Common optimization methods include least squares, Powell's method, downhill simplex, Levenberg-Marquardt, Newton iteration, conjugate gradient, random search, steepest descent, relaxation matching, genetic algorithms, and simulated annealing.

Medical Imaging: Purpose and Modalities

Medical imaging can noninvasively provide structural and functional information about human tissues and organs.

Anatomical Imaging

Characteristics: depict the anatomy of tissues and organs.

CT images: dark regions indicate low absorption, bright regions indicate high absorption. Contrast reflects tissue thickness and density.
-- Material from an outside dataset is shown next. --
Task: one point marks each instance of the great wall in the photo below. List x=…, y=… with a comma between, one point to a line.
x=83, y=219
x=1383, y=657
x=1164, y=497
CT provides high clarity for bone and some soft tissues but exposes the patient to ionizing radiation.

MRI: provides good soft-tissue contrast without ionizing radiation, but it is more expensive, can produce artifacts, and acquisition times are longer.

Functional Imaging

Characteristics: describe the activity or state of tissues and organs under different conditions.

Functional imaging reflects internal chemical and metabolic states. By registering images acquired at different times, clinicians can assess disease progression or recovery and enable early diagnosis by detecting internal changes that lead to external manifestations.

An example modality is emission computed tomography (ECT), which uses gamma-ray imaging to map the distribution of radioactive tracers and infer morphology and function.

Applications of Image Registration

Image registration is used in visual pattern recognition, medical image analysis, remote sensing, and national security and defense applications such as detection, identification, and tracking of targets.